Le cinquième film de Alain RESNAIS se situe quelque part entre le puzzle mental de "L'Année dernière à Marienbad" (1961), les incursions de l'inconscient de "Muriel ou le temps d'un retour" (1962) et le voyage dans le temps science-fictionnel de la "La Jetée" (1963). Il avait d'ailleurs entrepris un projet commun avec Chris MARKER qui échoua mais qui aboutit à deux films ayant d'indiscutables points communs.

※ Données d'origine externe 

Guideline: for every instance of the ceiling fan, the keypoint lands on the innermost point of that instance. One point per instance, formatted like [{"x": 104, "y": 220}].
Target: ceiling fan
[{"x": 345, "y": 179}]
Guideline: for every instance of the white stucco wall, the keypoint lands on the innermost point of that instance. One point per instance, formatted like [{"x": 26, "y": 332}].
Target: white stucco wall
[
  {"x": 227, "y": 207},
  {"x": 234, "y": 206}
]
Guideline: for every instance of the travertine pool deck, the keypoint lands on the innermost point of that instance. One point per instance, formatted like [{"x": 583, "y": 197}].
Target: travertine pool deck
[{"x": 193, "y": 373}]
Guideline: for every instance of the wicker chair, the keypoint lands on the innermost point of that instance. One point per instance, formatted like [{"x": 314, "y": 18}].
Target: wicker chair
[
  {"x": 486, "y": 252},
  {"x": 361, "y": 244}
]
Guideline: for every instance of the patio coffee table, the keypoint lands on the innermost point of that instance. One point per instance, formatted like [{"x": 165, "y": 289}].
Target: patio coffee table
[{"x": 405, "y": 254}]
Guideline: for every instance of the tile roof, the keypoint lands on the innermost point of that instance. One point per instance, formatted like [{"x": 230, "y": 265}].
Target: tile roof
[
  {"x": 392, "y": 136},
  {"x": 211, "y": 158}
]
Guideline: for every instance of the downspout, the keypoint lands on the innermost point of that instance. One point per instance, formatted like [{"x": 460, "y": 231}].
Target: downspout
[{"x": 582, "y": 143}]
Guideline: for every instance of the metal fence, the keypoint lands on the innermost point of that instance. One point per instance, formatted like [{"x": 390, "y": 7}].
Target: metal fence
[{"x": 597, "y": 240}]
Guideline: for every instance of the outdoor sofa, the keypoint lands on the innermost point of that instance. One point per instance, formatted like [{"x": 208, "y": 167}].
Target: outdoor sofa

Notamment un aspect froid, clinique lié au fait qu'il s'agit dans les deux cas d'expériences de voyage dans le passé menées par des scientifiques sur des cobayes humains à l'aide d'une prise de drogue et d'un enfermement dans un lieu clos (souterrain dans "La Jetée" (1963), capsule organique digérant lentement sa proie dans "Je t'aime je t'aime"). Le scénariste du film, Jacques STERNBERG lui a été conseillé par Chris MARKER et s'inspire de sa véritable histoire.

"Je t'aime je t'aime" est cependant moins un film sur le temps que sur la mémoire. Il ne s'agit pas à proprement parler de revivre le passé mais de le reconstituer au travers des souvenirs forcément altérés par le temps mais aussi l'interprétation que le sujet en a fait. On l'a donc beaucoup comparé à l'œuvre de Marcel Proust. Mais "A la recherche du temps perdu" est d'une bien plus grande envergure que "Je t'aime je t'aime" qui se focalise sur l'échec de la vie adulte du héros marquée par l'ennui et le mal-être. Claude (Claude RICH dans ce qui est sans doute son plus grand rôle) passe son temps à essayer de "tuer le temps" dans les différents emplois de bureaux qu'il occupe plus ternes les uns que les autres. D'autre part il voit également le temps détruire sa relation de couple avec Catherine (Olga GEORGES-PICOT), jeune femme dépressive qu'il s'accuse d'avoir tué. Lui-même a perdu le goût de vivre et ne pense plus qu'à se suicider. On le voit, la dépression et la mort sont omniprésentes dans le film qui a également une parenté avec "Le Feu follet" (1963) au point que Alain RESNAIS a refusé Maurice RONET pour le rôle principal de crainte qu'on ne confonde les deux films. De fait si la première partie du film est prometteuse, Alain RESNAIS mettant encore une fois tout son talent de monteur au service de cette histoire éclatée, le dispositif expérimental à du mal à tenir la distance d'un long-métrage. Comme le titre l'indique, au bout d'un moment les séquences deviennent répétitives avec certes de subtiles variations pour chacune d'elles (positionnement des éléments de décor, angles de caméra, changement de personne dans une même situation etc.) Mais le problème réside dans la médiocrité affligeante du héros, un petit-bourgeois névrosé dont on a bien du mal à compatir aux malheurs existentiels alors qu'il se prend des vacances en Provence et en Ecosse et qu'il ne se prive pas de tromper Madame avec tous les jupons qui passent. Bref un stéréotype bien rance de la France des années 60. On est bien loin des enjeux forts de "La Jetée" (1963) qui se déroule sur fond d'apocalypse nucléaire ou de "Muriel ou le temps d'un retour" (1962) qui trouve son sens dans le contexte de la guerre d'Algérie. Heureusement que Claude RICH impose sa présence sensible et mélancolique car son rôle est tout de même assez ingrat. Michel GONDRY réalisera quelques décennies plus tard une version plus pêchue et pop sur cette trame avec "Eternal sunshine of the spotless mind" (2004).